Сидящему высоко на трибунах подростку почудился этакий «вид сверху». Ему показалось, что нечто подобное видит и Бог. С Божьих высот нелепая людская возня кажется столь же бессмысленной, как нелепая суета взрослых мужчин, пинающих кожаный мяч. Эко пришел к выводу, что «наверху» нет никого, кто бы наблюдал за событиями на этой планете, а если «наверху» кто–нибудь и есть, то земная жизнь интересует его так же мало, как Умберто — футбол.
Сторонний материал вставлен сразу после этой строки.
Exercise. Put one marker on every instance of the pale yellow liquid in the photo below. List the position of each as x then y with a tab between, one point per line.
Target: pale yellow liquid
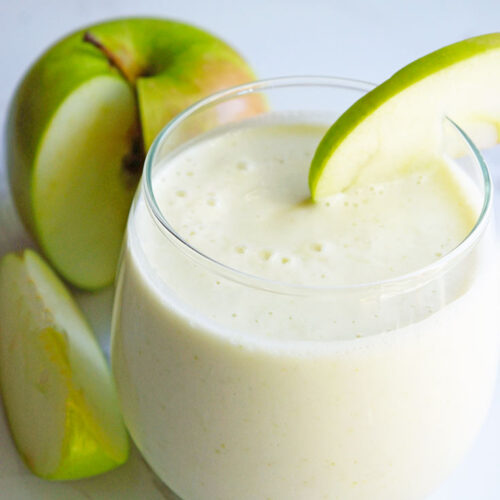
236	387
Образ, приведенный Умберто Эко, возвращает нас к принципиальному вопросу веры, к вопросу, от которого зависит все остальное: Есть ли там кто–нибудь? Мы мечемся в бессмысленном хаосе, объятые «благодушным безразличием вселенной»? Или мы играем некий спектакль для заинтересованного Зрителя? Иов получил ослепительное откровение. Но как быть нам? Для нас нет более важного вопроса. Спустя пять лет после беседы, которая послужила толчком к написанию этой книги, я вновь встретился с моим разочаровавшимся другом Ричардом. Мы подробно обсудили с ним эту проблему.
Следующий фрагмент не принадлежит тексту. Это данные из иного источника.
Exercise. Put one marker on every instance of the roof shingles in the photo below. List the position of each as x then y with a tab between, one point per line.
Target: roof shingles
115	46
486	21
Когда Ричард впервые пришел ко мне, он походил на брошенного любовника в первую пору разлуки и отчаяния. Бог обманул его. Глаза молодого человека полыхали гневом. Когда мы встретили через пять лет, я убедился, что годы смягчили его. Страсть еще прорывалась в некоторых его репликах, но теперь гнев смешивался с тоской, с ностальгией. Он так и не сумел полностью забыть Бога. Он все еще болезненно ощущал Его отсутствие — нечто похожее на боль в ампутированной конечности. Даже если бы я не заговорил о вере, к этому вопросу вернулся бы сам Ричард — все еще оскорбленный, все еще чувствующий, что его предали.
И вот, что он сказал мне с удивлением:
— Не могу понять, Филип, мы с тобой читали одни и те же книги, у нас много общего, ты понимаешь мои сомнения, мое разочарование… Но все же ты сохранил веру, а я ее утратил. В чем между нами разница? Откуда ты черпаешь веру?